I would say, as a glass-half-full person, that this was impressive futurology, with three of those names featuring in the current leadership and deputy leadership elections, but some of my fellow forecasters are more critical. Whatever the reason — it may be that they didn’t approve of the excesses of ritual self-flagellation that have marred previous gatherings — we failed to meet to predict what would happen in 2018 and 2019.

Now, however, we are back. It was a French restaurant this time, rather than Chinese, but the essential business, over steak tartare and lemon sole rather than dim sum, was the same.

With the hors d’oeuvres we discussed the US election. This was really just a warm-up exercise. We thought the Democratic candidate would be Bernie Sanders or Joe Biden. This was before the Iowa caucuses, where the results are still not complete but in which Biden came fourth — although that hardly matters because we predicted Donald Trump would be re-elected.

The serious discussion over the main course turned to Boris Johnson’s cabinet reshuffle. All participants were reluctant to commit themselves, which, given that my sources tell me that the prime minister has not made any final decisions yet, is not surprising.

We thought the most interesting question was what would happen to Michael Gove, currently parked in a troubleshooting role at the Cabinet Office. There was general agreement that the best plan would be to create a new green department, taking energy and climate change out of the business department, possibly combining it with the environment, food and rural affairs, and to put Gove in charge of it, along with responsibility for the big UN climate change conference in Glasgow in November.

The climate change conference is likely to be a failure, because neither the US nor China has any interest in its succeeding, but Gove is best placed both to exceed low expectations and to use it to burnish the government’s green credentials. Only he has the green credibility to offset the damage done by the clumsy sacking of Claire O’Neill, the Tory former minister, who had been in charge of the conference.

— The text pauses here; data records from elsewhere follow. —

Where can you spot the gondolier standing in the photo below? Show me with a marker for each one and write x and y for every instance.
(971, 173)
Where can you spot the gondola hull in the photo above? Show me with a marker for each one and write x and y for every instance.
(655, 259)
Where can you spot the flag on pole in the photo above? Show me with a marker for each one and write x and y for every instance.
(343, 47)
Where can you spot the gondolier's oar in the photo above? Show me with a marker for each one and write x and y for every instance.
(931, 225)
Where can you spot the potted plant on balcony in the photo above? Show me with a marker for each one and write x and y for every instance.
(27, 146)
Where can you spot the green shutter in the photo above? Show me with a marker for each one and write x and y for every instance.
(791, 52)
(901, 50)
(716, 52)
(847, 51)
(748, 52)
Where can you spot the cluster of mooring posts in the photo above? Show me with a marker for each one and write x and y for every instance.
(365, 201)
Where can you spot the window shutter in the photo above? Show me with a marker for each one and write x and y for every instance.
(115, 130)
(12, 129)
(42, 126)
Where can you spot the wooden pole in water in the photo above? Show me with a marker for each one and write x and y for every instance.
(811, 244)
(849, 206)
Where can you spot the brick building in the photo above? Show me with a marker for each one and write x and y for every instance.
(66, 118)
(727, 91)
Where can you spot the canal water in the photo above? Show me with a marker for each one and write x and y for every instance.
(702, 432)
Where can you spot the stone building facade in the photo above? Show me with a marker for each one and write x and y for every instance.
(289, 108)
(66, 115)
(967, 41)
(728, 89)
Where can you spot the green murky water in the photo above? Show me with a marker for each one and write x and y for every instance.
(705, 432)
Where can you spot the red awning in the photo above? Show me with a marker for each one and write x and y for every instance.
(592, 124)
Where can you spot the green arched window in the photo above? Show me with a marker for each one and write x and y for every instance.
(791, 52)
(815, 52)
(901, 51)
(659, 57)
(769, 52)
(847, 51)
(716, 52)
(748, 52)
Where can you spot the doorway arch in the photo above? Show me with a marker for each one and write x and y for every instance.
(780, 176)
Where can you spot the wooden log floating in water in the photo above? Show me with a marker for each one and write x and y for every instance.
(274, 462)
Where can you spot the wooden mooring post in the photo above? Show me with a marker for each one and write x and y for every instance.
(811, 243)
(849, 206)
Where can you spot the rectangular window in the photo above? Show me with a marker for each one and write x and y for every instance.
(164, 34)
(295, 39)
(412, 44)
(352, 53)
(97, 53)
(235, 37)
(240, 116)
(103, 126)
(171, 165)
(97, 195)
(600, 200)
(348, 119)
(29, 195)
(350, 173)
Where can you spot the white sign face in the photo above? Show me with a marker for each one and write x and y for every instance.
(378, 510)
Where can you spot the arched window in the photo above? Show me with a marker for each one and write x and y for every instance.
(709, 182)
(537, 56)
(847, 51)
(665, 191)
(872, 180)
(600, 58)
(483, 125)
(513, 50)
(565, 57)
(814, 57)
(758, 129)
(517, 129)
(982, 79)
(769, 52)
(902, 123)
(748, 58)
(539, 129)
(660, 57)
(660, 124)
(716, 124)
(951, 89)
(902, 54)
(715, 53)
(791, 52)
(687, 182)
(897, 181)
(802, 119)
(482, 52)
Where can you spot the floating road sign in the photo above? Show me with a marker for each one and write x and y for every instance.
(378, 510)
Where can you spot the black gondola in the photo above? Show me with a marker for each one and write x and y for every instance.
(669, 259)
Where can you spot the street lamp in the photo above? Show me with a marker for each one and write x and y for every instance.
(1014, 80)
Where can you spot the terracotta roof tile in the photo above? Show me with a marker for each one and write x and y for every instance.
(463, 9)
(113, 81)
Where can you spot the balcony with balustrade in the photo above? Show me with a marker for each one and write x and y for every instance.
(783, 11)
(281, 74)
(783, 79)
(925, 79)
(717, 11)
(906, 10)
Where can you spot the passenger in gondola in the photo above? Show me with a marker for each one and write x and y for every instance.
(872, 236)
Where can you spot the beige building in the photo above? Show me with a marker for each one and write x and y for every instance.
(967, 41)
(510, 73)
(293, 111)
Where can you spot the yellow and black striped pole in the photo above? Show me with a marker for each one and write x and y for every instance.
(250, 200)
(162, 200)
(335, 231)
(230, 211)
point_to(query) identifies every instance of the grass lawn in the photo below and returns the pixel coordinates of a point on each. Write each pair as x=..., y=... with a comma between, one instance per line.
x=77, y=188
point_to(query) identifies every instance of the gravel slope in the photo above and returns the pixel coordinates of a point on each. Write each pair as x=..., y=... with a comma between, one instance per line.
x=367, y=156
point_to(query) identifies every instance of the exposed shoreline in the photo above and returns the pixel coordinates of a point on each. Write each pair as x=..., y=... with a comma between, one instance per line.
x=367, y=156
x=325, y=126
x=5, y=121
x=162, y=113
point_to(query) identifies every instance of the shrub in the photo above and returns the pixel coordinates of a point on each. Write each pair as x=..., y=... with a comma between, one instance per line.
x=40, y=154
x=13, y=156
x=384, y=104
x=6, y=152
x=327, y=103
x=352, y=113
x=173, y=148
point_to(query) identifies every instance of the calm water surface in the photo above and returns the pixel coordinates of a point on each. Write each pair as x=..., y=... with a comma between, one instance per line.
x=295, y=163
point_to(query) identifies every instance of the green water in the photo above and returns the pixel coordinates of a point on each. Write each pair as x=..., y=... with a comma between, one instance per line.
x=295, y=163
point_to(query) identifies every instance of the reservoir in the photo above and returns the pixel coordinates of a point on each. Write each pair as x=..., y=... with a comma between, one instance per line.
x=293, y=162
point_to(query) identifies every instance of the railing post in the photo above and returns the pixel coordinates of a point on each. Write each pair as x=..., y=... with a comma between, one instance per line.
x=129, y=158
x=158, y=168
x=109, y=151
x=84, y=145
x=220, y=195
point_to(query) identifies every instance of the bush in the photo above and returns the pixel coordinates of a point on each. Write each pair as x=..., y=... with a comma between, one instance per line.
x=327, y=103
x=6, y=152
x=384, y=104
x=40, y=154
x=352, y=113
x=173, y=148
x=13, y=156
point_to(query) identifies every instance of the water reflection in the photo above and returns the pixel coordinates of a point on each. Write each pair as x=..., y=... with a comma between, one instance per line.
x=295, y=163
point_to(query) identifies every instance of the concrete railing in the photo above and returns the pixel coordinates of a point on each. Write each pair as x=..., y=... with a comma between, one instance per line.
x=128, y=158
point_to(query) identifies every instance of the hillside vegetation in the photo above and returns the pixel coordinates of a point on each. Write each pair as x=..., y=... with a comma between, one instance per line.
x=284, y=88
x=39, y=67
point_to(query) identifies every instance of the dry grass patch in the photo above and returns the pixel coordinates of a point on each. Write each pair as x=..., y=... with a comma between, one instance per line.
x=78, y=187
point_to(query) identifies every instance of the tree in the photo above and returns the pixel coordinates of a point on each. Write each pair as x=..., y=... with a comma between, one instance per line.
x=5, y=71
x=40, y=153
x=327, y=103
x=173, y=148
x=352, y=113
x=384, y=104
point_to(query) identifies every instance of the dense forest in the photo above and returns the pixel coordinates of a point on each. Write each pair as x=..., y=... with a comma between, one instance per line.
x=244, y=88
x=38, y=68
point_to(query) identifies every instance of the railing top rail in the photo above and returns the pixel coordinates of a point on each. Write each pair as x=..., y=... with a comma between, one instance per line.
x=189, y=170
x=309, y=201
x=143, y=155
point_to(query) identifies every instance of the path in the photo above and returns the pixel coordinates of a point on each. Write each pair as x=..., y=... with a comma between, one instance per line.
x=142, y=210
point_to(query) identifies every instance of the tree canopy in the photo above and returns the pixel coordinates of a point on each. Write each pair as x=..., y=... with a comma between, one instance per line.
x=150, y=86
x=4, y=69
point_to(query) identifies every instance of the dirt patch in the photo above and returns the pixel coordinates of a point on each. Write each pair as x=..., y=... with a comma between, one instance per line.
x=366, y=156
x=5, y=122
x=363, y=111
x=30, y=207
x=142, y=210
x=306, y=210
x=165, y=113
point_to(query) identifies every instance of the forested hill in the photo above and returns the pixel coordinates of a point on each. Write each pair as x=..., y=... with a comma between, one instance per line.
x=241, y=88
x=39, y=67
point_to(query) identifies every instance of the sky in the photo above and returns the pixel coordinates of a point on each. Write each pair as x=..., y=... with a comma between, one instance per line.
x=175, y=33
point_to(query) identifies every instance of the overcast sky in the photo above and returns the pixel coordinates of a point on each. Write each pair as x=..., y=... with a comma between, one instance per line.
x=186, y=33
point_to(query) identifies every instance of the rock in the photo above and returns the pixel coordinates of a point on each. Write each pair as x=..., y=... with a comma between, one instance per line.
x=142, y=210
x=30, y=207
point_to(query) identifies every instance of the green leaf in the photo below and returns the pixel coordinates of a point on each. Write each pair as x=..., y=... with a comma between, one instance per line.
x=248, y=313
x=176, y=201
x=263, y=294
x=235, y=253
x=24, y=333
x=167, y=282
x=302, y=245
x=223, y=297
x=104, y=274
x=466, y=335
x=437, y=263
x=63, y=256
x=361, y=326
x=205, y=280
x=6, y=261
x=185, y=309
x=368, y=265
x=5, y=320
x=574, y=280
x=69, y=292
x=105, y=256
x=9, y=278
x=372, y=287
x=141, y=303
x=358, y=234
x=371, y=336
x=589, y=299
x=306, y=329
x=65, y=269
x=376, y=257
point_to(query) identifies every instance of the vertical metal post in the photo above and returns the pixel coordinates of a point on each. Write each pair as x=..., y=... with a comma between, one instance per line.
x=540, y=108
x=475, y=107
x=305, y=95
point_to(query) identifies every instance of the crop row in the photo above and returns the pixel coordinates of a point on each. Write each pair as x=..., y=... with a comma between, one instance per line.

Our discussions about the new shadow cabinet were more detailed. We all assumed that Starmer and Rayner would win as Labour leader and deputy leader. Contrary to my view a month ago that Starmer would appoint Rachel Reeves or Yvette Cooper as shadow chancellor, the majority view now was that Lisa Nandy is likely to get the all-important post. She is doing well in the leadership campaign, while Rebecca Long-Bailey is doing badly enough to be safely overlooked. Long-Bailey, the author of the Green New Deal, which she still insists on calling the Green Industrial Revolution, could shadow whichever department ends up being responsible for climate change.

For serious Kremlinologists, there is the question of whether Nandy or Rayner would stand in for Starmer at Prime Minister’s Questions; again, the majority favoured Nandy. We thought Emily Thornberry, who stood in for Corbyn until the task was handed to Long-Bailey, would continue as shadow foreign secretary and that Cooper would return as shadow home secretary.

For the rest, we thought the Scottish National Party would win a majority in the Scottish parliament elections next year, but that there would not be a second independence referendum by the time of the next UK general election — which we expected in May 2024. The majority predicted another Conservative majority in that election; a minority went for a hung parliament in which Labour could form a minority government. No one thought the UK would rejoin the EU in our lifetimes.

The most difficult and divisive question was to say when Dominic Cummings, the prime minister’s prime adviser, will leave the government. No one thought he would leave this year, but a range of guesses between 2021 and 2024 meant we had that one covered.

Before we could get on to the testing question of who will succeed Johnson as leader of the Conservative Party, the bill arrived. So you will have to wait until next year’s dim sum supper for the answer to that one.